A Knock Out Akhnaten from Indiana University

I was thrilled to be able to watch Philip Glass' opera Akhnaten, live last night on a feed from Indiana University. As is often the case, the production . . . and the performance, belied the moniker attached to it "student performance." It felt, in every way as good (or better) than one can see in a majority of professional opera houses.

Along with Satyagraha and Einstein on the Beach, this is one of Glass' three early "bio" operas. While my personal favorite has always been Satyagraha (for a number of reasons, mostly I'm more drawn to Gandhi and his principles than Akhnaten and his), the Indiana production makes as strong a case for this opera as can be made. The sets worked ingeniously, the staging shifting from Cairo of today, back to ancient Egypt, then back to now for a final look (as the ghosts of Akhnaten, Nefertiti and Queen Tye look on as if dreaming).

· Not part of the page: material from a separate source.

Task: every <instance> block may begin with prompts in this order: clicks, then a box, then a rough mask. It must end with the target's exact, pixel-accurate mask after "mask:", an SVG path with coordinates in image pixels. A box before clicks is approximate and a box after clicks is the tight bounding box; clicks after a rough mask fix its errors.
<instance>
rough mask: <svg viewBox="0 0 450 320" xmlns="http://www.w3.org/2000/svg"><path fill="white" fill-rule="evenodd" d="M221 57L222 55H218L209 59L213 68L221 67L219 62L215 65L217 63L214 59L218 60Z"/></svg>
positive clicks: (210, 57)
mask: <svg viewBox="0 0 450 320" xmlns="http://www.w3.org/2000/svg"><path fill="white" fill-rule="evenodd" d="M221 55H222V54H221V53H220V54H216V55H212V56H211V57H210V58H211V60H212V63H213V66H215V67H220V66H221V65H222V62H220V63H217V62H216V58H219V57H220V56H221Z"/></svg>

Following a prologue (of sorts) the opera springs to life with the funeral of Akhnaten's father, Pharaoh Amenhotep III. Glass gives the men's chorus some remarkable, beautiful music and an opportunity for Aye (Nefertiti's father) to shine. I can't imagine this role being sung better than it was last night by Jason Eck, who was quite simply, marvelous. The elaborate ritual/pageant that ensued is precisely the type of thing that is wedded to Glass' music to perfection. Conductor Arthur Fagan looked like a Glass specialist, the score of Akhnated never faltering, and the timing of both orchestra and chorus was impeccable from start to finish, (even those tricky Glassian rhythm changes that can play havoc with the mind).

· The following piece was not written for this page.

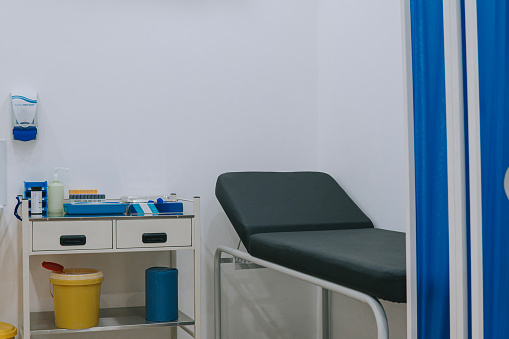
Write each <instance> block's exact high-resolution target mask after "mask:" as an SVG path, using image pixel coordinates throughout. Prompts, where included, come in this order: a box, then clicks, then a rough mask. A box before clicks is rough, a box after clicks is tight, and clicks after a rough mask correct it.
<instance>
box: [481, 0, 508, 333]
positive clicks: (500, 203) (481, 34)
mask: <svg viewBox="0 0 509 339" xmlns="http://www.w3.org/2000/svg"><path fill="white" fill-rule="evenodd" d="M508 19H509V3H508V1H507V0H477V34H478V46H479V49H478V53H479V108H480V114H479V117H480V131H481V182H482V185H481V188H482V245H483V251H482V256H483V285H484V288H483V300H484V302H483V303H484V307H483V311H484V316H483V318H484V338H486V339H491V338H493V339H498V338H509V199H508V198H507V196H506V193H505V191H504V177H505V174H506V171H507V169H508V167H509V84H508V80H509V21H508Z"/></svg>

Nicholas Tamagna, presented a noble, touching, complex (at times almost boyish) Akhnaten, his countertenor soaring easily over Glass's complex arpeggiated ostinatos. A uniquely beautiful blending of voices was achieved as, during the "love duet," Tamagna and his Nefertiti Sarah Ballman, both in nearly translucent white robes, intertwined their bodies perfectly mirroring the music they were singing, and a part of. It was a stunning effect and a the intimacy playing up a nice contrast from the formalities preceding it.

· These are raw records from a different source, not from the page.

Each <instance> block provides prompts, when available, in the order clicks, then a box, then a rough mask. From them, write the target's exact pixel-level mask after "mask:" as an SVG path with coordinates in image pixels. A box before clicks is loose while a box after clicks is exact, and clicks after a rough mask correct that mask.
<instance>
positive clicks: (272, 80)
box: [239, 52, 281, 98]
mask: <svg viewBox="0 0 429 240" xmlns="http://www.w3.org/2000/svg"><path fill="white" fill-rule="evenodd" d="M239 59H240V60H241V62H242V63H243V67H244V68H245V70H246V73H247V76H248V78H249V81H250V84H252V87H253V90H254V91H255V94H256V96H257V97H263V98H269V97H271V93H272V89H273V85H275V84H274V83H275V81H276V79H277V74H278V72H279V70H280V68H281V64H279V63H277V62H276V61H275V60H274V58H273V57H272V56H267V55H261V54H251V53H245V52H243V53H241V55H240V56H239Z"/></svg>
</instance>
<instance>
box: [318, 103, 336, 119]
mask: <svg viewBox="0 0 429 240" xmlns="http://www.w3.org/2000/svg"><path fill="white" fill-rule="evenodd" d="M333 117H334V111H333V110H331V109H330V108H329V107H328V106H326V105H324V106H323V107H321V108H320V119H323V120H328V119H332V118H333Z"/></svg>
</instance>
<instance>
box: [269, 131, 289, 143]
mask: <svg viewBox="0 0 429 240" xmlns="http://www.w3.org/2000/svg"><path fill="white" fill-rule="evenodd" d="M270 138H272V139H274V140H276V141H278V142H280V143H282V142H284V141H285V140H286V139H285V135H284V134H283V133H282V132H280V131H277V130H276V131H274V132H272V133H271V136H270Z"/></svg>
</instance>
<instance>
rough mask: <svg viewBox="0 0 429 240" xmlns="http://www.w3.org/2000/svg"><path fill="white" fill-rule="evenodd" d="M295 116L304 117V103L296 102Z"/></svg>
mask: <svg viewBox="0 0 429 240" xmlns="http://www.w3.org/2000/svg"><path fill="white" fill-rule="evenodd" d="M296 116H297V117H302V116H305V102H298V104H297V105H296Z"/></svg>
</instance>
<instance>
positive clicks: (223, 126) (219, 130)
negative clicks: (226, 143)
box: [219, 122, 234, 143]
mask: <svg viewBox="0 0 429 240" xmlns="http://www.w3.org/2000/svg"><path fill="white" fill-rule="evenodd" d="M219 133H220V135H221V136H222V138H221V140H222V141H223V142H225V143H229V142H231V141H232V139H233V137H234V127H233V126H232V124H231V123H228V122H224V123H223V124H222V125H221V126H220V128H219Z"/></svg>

Akhnaten's declaration that only the sun god, Aten, shall now be worshiped, made for great drama, the people horrified as he smashes one of the representations of their gods. This was stunningly capped as the temple opens and Aten - an enormous golden sun with outstretched arms and hands, descends. Breathtakingly beautiful.

I'd never before thought of it, but last night it hit me like the proverbial ton of bricks. The final scenes of Akhnaten could well have served as some sort of inspiration for Herman Wernicke's staging of "Giulio Cesare" for the Liceu, which also begins - and ends - with the ruins of an ancient civilization (Wernicke using the Rosetta Stone as his stage). The effect is thought provoking and a sobering reality of how history plays out, is played with, remembered and forgotten.

The production, directed by Candace Evans with Douglas Fitch's designs and Linda Pisano's costumes, would be the envy of any opera house . . . it would be nice if other companies could borrow the production. It'd be even nicer if its success resulted in a commercially produced DVD.